C'est cette stratégie qui est mise en oeuvre par Dominique de Villepin qui ne manque aucune occasion pour faire vivre ses différences avec l'actuel Président de la République.
Le mandat 2007-1012 est présenté comme une "tragédie collective" d'une France qui a reculé sur la quasi-totalité des fronts et d'une fonction présidentielle détournée de ses missions essentielles.
Dans ce contexte, le message d'Alain Juppé manque encore d'actes fondateurs manifestes.
Le retour d'un homme politique sur le devant de la scène repose sur deux facteurs :
- le sentiment de durée qui fait naître tant la perspective de changement de l'individu que celle du changement de celui qui est "resté à l'écart",
- le sentiment de besoin qui rend légitime l'appel à un recours.

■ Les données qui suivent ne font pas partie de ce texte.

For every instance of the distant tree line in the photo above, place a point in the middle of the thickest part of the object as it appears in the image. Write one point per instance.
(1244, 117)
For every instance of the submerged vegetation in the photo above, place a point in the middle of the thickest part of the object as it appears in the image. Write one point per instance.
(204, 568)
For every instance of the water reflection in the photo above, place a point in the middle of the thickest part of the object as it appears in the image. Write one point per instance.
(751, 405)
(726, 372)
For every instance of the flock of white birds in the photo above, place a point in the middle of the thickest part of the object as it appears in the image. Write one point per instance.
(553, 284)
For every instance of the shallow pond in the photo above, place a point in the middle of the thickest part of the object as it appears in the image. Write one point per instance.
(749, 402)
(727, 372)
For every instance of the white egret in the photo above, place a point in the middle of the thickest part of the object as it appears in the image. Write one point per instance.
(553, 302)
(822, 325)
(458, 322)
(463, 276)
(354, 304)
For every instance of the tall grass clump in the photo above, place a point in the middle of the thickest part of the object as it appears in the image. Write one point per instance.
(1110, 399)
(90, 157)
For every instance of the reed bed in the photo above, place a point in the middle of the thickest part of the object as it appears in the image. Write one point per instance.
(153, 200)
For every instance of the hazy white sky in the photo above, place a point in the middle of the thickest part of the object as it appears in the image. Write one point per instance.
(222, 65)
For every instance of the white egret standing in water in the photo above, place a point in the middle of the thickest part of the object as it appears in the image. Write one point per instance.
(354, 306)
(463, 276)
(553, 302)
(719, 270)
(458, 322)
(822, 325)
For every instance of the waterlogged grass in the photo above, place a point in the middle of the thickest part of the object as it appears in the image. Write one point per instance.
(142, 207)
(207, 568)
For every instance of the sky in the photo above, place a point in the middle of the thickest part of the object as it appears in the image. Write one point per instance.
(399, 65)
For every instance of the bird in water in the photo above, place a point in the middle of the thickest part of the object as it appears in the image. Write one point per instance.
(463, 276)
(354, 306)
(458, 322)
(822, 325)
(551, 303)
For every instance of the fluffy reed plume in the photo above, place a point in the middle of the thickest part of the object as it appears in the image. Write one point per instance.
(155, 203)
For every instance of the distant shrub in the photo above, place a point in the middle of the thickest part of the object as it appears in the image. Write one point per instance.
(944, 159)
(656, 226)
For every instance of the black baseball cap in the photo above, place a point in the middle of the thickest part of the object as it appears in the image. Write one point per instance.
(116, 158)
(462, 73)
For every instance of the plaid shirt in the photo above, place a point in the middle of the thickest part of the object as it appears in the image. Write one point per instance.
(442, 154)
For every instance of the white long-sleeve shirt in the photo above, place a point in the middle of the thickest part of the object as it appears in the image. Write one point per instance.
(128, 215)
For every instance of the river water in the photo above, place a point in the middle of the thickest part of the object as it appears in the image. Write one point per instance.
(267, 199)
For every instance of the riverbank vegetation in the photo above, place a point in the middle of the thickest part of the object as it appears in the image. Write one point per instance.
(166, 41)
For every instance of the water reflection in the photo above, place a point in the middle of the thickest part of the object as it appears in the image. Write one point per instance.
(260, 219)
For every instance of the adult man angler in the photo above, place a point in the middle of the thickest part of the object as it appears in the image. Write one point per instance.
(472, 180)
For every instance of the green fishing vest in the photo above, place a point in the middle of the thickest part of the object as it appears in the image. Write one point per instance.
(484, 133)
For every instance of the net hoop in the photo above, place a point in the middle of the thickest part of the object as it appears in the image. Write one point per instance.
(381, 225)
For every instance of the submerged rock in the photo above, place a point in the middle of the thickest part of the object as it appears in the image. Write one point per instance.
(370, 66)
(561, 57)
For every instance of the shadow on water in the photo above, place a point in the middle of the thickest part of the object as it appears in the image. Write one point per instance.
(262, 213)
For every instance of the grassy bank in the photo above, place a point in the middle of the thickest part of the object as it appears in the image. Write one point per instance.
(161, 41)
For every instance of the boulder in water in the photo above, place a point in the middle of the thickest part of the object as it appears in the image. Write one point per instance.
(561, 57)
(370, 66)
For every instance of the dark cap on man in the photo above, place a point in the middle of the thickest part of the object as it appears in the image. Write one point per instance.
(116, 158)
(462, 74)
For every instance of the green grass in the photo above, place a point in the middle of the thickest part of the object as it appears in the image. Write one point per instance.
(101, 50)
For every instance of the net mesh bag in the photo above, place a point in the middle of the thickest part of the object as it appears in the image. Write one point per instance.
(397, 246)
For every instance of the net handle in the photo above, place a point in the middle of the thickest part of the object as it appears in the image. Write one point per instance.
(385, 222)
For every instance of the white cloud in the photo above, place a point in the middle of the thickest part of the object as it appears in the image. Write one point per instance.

Où sont aujourd'hui ces facteurs ?
Dans une ambiance marquée par l'attente de neuf et de renouvellement, il doit renvoyer à de l'histoire ancienne bon nombre des reproches qui peuvent être formulés sur son ancrage symbolique à un régime d'antan que les Français ont souhaité ranger dans les archives en 2007.
Il doit trouver et incarner une "nouvelle jeunesse".
Les Français ont un tel besoin de neuf qu'ils se tourneront inéluctablement vers les jeunes qui incarneront l'énergie, le changement, la modernité.
Il ne s'agit plus de tracer sa route mais d'ouvrir de nouvelles voies.
C'est un défi d'autant plus redoutable qu'il est engagé dans la nuance ; ce qui pose des problèmes de lisibilité à l'opinion.
Des problèmes d'autant plus importants qu'Alain Juppé est critique vis-à-vis de la politique présidentielle mais avec nuances. Les élections s'annonçant désormais comme un referendum sur la personnalité même de Nicolas Sarkozy, ces nuances correspondent peu au climat actuel.
Le chemin est donc très étroit et il doit compter avec des participants qui ont pris de l'avance. Par conséquent, Alain Juppé s'engage sur une voie très difficile qui, à terme, risque de s'apparenter au témoignage davantage qu'à la conquête.